少しの沈黙の後、私がそう言うと、彼は頷いた。

「俺はソイツに腕を噛まれたんだ。でも直ぐにじいちゃんが持ってきてた貝を掘り返す針でソイツの目を突き刺したから、直ぐに離れてった。そこから身体中に鱗が生えるようになって、じいちゃんもその日からハッキリ見えるようになったから、それからはここに近寄るなよって言われてる。」

「ふうん。」

彼があまりにも真顔で呟くものだから、私はへえ、と頷くことしか出来ない。

「でも、ジジイの場合はまた人魚の歌が聞きたいからってここ見つけた日から毎日ここに来てる。」

「人魚つっても、そこらにいるような人魚の歌じゃない。あの歌声の人魚が現れるまで、俺は毎日ここに来るさ。」

どうやら、おじいさんは特定の人魚の歌声を探しているらしく、その歌が聞こえるまではここに居るつもりらしいかった。

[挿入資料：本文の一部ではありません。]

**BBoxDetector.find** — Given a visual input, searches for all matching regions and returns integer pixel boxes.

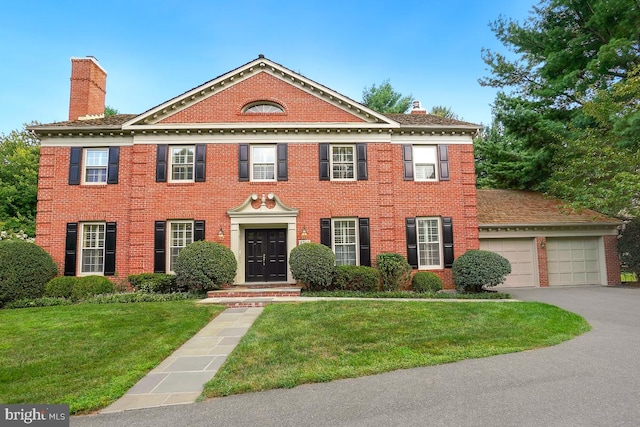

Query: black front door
[245,228,287,282]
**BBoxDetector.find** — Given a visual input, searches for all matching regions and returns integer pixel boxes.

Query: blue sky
[0,0,537,133]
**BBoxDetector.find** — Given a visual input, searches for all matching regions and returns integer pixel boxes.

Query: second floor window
[170,146,195,182]
[251,145,276,181]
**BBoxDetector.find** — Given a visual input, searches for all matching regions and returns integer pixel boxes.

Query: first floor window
[331,145,356,180]
[170,146,195,182]
[84,148,109,184]
[168,221,193,272]
[331,218,358,265]
[80,223,105,274]
[416,218,442,268]
[413,145,438,181]
[251,145,276,181]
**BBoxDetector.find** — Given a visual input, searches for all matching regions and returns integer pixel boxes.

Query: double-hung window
[167,221,193,272]
[413,145,438,181]
[331,145,356,181]
[251,145,276,181]
[80,223,106,275]
[83,148,109,184]
[416,218,442,268]
[169,146,195,182]
[331,218,358,265]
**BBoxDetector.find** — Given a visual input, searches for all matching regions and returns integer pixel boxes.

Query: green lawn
[0,301,223,413]
[204,301,590,397]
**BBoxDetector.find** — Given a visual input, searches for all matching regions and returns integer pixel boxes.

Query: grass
[203,301,590,397]
[302,290,511,299]
[0,301,223,414]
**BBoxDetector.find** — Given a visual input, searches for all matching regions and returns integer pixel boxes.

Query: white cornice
[123,58,397,129]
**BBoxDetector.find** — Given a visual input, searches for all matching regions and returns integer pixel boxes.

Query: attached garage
[477,190,620,288]
[480,238,538,288]
[547,237,602,286]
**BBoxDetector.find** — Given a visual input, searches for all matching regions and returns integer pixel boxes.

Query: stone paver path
[100,307,263,413]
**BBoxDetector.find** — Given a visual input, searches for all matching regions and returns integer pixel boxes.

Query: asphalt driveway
[71,287,640,427]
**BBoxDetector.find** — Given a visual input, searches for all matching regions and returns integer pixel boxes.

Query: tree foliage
[362,79,412,114]
[0,125,40,236]
[476,0,640,214]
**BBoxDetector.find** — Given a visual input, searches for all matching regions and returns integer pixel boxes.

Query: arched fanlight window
[244,102,284,113]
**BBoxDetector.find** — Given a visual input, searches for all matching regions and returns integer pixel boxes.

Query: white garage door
[547,237,601,286]
[480,239,538,288]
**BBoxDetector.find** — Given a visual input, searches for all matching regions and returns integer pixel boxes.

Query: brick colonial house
[31,55,611,288]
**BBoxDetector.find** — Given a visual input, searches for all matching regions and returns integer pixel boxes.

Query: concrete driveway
[71,287,640,427]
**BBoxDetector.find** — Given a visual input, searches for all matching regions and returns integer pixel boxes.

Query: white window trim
[81,147,109,185]
[331,217,360,265]
[413,144,440,182]
[249,144,278,182]
[329,144,358,181]
[416,216,444,270]
[165,219,195,274]
[77,221,107,276]
[167,145,196,183]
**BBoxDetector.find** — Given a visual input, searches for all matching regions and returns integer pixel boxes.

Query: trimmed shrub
[44,276,79,298]
[411,271,442,293]
[289,243,336,290]
[174,240,238,291]
[376,252,411,292]
[331,265,380,292]
[71,276,114,301]
[452,250,511,292]
[128,273,184,294]
[0,240,58,307]
[618,218,640,278]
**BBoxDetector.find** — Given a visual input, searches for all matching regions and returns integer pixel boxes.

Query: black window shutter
[104,222,116,276]
[277,144,289,181]
[405,218,418,268]
[356,144,369,181]
[156,144,169,182]
[238,144,249,181]
[442,217,453,268]
[64,222,78,276]
[107,147,120,184]
[69,147,82,185]
[195,144,207,182]
[358,218,371,267]
[320,218,331,247]
[402,144,413,181]
[438,145,449,181]
[193,220,204,242]
[318,144,330,181]
[153,221,167,273]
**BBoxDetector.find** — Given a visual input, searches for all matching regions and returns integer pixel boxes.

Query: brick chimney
[69,56,107,120]
[411,99,427,115]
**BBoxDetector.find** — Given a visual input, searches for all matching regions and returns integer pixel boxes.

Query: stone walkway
[100,307,263,413]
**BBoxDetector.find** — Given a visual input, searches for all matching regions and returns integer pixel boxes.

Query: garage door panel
[480,239,537,288]
[547,237,601,286]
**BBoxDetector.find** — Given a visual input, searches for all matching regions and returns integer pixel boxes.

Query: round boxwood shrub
[411,271,442,293]
[376,252,411,291]
[452,250,511,293]
[44,276,78,298]
[289,243,336,291]
[71,276,114,301]
[174,240,238,291]
[331,265,380,292]
[0,240,58,307]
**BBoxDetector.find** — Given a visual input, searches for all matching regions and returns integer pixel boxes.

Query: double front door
[245,228,287,282]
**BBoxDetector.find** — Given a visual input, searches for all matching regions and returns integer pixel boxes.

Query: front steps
[207,284,300,308]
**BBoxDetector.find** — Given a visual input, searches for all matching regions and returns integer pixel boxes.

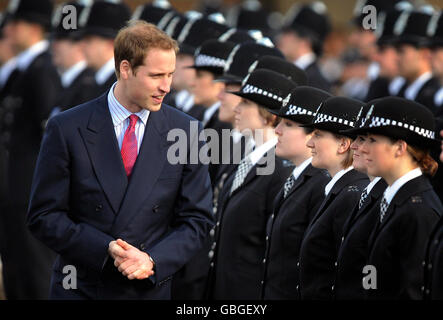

「もう老い先も長くねえんだ。女房も先に向こうへ行っちまった。なら最後に、美しい人魚の歌声を聞きながら、俺は向こうに行きたいと思ってる。」

おじいさんはそこまで言って、話を切り上げるように、貝が開いたハマグリや、アサリをだし醤油に付けて出してくれた。

「サザエはもう少し待てよ。」

そう言って、おじいさんはサザエの焼き加減を見ていた。

食べてもいいのだろうかと、無駄なことを考えて隣を見ると、出来たてで熱いはずのハマグリやアサリを、彼は平然と大きな口で頬張っていた。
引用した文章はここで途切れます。